The system consists of a dispatcher , one or more consumer heads running on separate machines and a manager command line interface to send messages to interactively start ingestion and processing pipeline for a source.
The dispatcher is preconfigured with one or more pipeline definitions to harvest/ingest documents for a source, process/enhance/transform them for indexing. The dispatcher listens to the op-log capped collection of MongoDB for database update events and based on the preconfigured pipeline definitions creates and sends messages to their corresponding message queues. The messages are consumed by consumers coordinated by one or more consumer heads. Each step in a pipeline is handled by a specific consumer. When a consumer finishes the processing of a document it sets the document status to a preconfigured value indicative of the next step in the pipeline and saves the document back to the MongoDB. This creates an op-log activity, which triggers the dispatcher. If the pipeline definition has a route from the current document status to a message queue, indicative of further pipeline processing another message is generated by the dispatcher and put to the message queue indicated by the route. This triggers the corresponding consumer on one of the consumer heads. The persistent message queues deliver each message only once. Thus, if more than one consumer head is listening on the same message queue, only one of them will process the document identified by the message as desired.
Consumer head coordinates a set of consumers. A consumer listens to a preconfigured message queue and
applies a predefined operation to the document indicated by the received message and on success sets the
processing status of the document to a preconfigured status.
A class diagram showing the most important classes and interfaces for consumer head is shown below.
The main class of the consumer head is org.neuinfo.foundry.consumers.coordinator.ConsumerCoordinator
Each consumer implements org.neuinfo.foundry.consumers.coordinator.IConsumer
interface.
Ingestors are specific type of consumers. Each ingestor implements the interface
org.neuinfo.foundry.consumers.plugin.Ingestor
. At startup ConsumerCoordinator
reads
a consumer configuration file (consumers-cfg.xml
) and using the ConsumerFactory
singleton
creates the corresponding consumers.

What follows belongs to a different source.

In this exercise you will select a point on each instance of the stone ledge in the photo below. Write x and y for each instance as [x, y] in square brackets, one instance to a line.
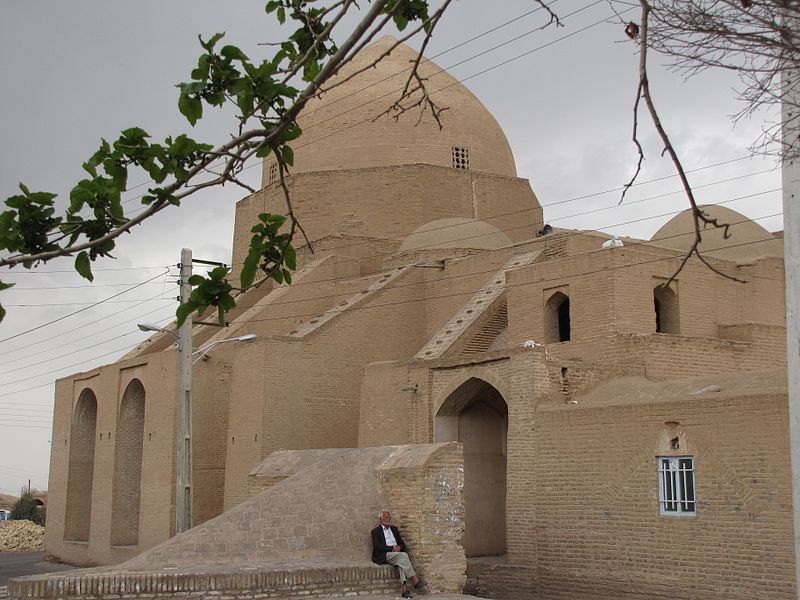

There is also a generic JavaPluginConsumer
that abstracts away common functionality of consumers including message processing
and uses a plugin mechanism for the specific functionality. Most of the current consumers are implemented
as plugins to this generic consumer. A consumer plugin implements
org.neuinfo.foundry.consumers.plugin.IPlugin
interface.
Each consumer runs in its own thread (ConsumerWorker
). Consumers must be stateless.
All ingestors are implemented as plugins to the
org.neuinfo.foundry.consumers.jms.consumers.GenericIngestionConsumer
class.
The currently available ingestor plugins are located in the
org.neuinfo.foundry.consumers.jms.consumers.ingestors
package.
The Ingestor
interface has lifecycle methods to initialize parameters received in the message body
to start the ingestion process. This include the harvest url and ingestion type specific parameters
defined in the harvest description JSON file stored in the MongoDB under sources
collection.
The startup()
method is generally used to get the data to an intermediate storage.
An ingestor plugin acts like an iterator where hasNext()
method returns true if there is still
more records to process and prepPayload()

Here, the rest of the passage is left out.